Ist es für sie das Ende ihrer GFCW-Karriere oder der Beginn
von etwas Großem?
Halvor
Howard und Bjørn Johansen haben hoch gepokert, als sie
dieser Loser Leaves League-Match angeregt haben. In dem Moment,
in dem sie Caracal Matthews in den Rücken fielen, war die
Chance verbaut, auf normalem Wege in der Liga zu bleiben. Nun
bleibt nur noch der Weg über den Kampf – sie müssen
den Vertrag aus den Händen Matthews‘ entreißen.
Trotz der
enormen Aufgabe machen die Beiden nicht den Eindruck, als wären
sie von der Herausforderung überfordert. Das Duo tritt aus
dem Hintergrund ins Bild und klatscht miteinander ab. Beide
Wrestler haben ein vorfreudiges Lächeln im Gesicht. Mit
gegenseitigen Schulterklatschern putschen sie sich auf, dann
marschieren sie am Saloon vorbei Richtung Ring.
Das Duo
trägt ein Outfit in den Nationalfarben Norwegens. Bedeutet
konkret: Lange rote Tights mit blauen und weißen
Applikationen, auf dem Gesäß ist jeweils die
Nationalflagge nebst den Initialen des Athleten aufgedruckt. Die
Oberkörper sind frei und machen den körperlichen
Unterschied der beiden Wrestler mehr als deutlich: Halvor Howard
ist klein, unter 175cm, aber massiv gebaut, mit einem festen,
aber vorstehenden Bauch. Auf seinen breiten Schultern liegen
blonde Haare, das rundliche Gesicht wird von einem Bart im
Captain Jack Sparrow-Stil geziert. Johansen hingegen ist eine
unauffälligere Erscheinung, passend zu seinem ruhigen
Auftritt abseits des Rings. Er ist groß, um die 190cm, aber
eine Spur schlaksig. Sein Gesicht ist rasiert, die dunklen Haare
sind akkurat kurz geschnitten.
Als sie am
Ring angekommen sind, sliden die Norwegen synchron auf die Matte,
springen auf und klatschen miteinander ab. Sie reden einander in
ihrer Heimatsprache gut zu.
Jetzt haben sie die Chance, sich in dieser Liga festzubeißen.

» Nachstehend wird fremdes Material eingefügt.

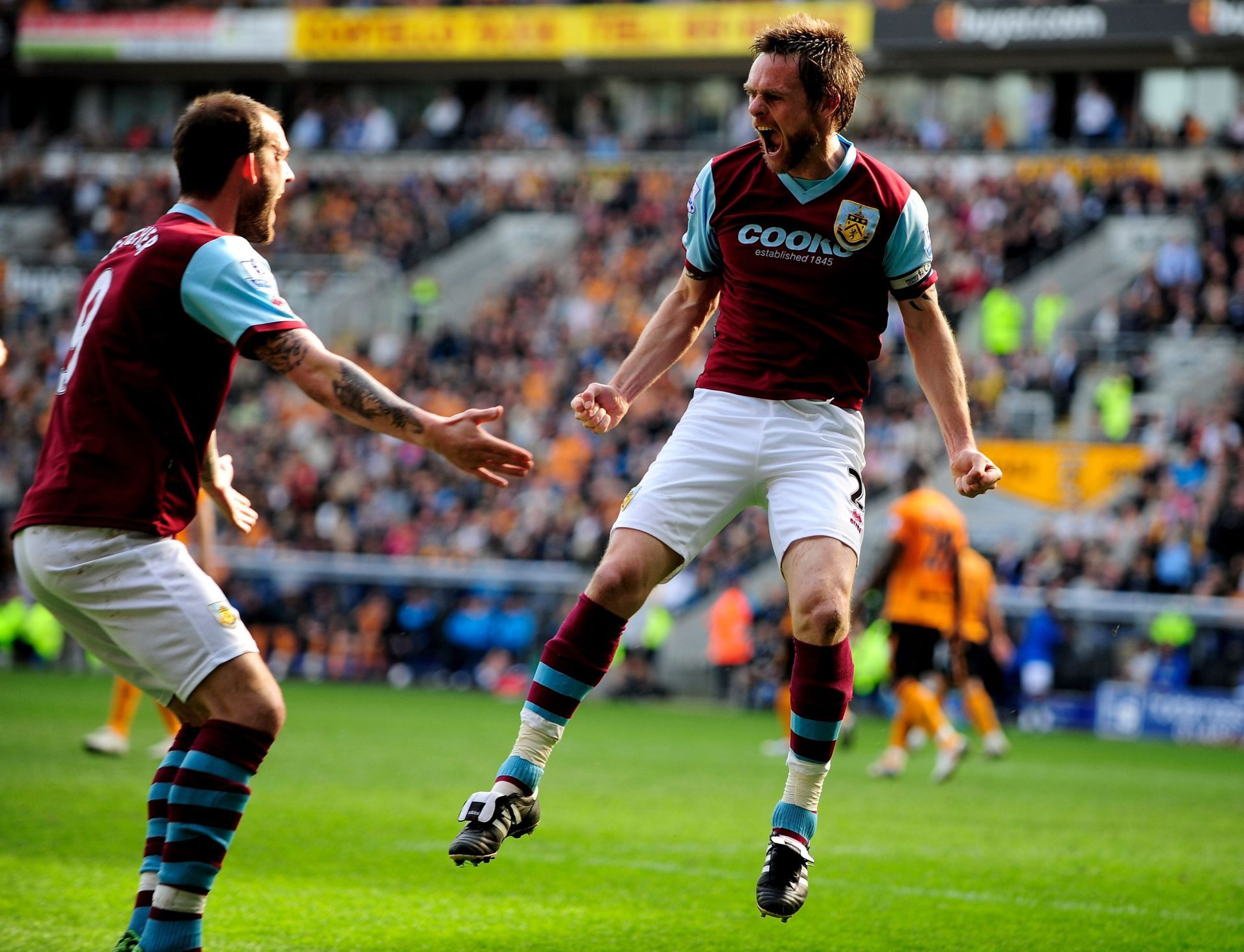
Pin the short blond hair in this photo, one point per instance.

Oder in Vergessenheit zu geraten.
Die Kamera
schwenkt um, als ein rockiges Instrumental den ersten der zwei
Gegner der Scandinatives ankündigt. Tommy Qurashi ist zu
sehen, wie er gerade ins Bild tritt und kampfeslustig die Arme in
die Luft reckt. Seine Miene ist ernst, vielleicht eine Spur
angespannt. Er lässt sich nicht von der fantastischen
Kulisse im Amphitheater ablenken, sondern marschiert zielstrebig
den Weg zum Kampfgeviert.
Die
Reaktionen, mit denen Qurashi empfangen wird, sind zwar in der
Tendenz positiv, aber eher leise. Wirklich Eindruck hat der
Kanadier bislang nicht hinterlassen – weder sportlich noch
charakterlich. Er scheint, so zumindest der bisherige Eindruck,
nur einer von vielen in der glanzvollen Welt des Wrestlings zu
sein. Und für die Verhältnisse im Wrestling
erschreckend normal – keine gute Zutat, um sich
unverzichtbar zu machen. Doch darauf kommt es heute auch (noch)
nicht an. Zunächst einmal muss er überhaupt die
Rahmenbedingungen schaffen, um Teil der Liga bleiben zu dürfen.
Dazu muss ein Sieg her.
Pete:
„Wir haben in den Aufzeichnungen gesehen, dass Qurashis
Gespräch mit Matthews am Flughafen wenig harmonisch verlief.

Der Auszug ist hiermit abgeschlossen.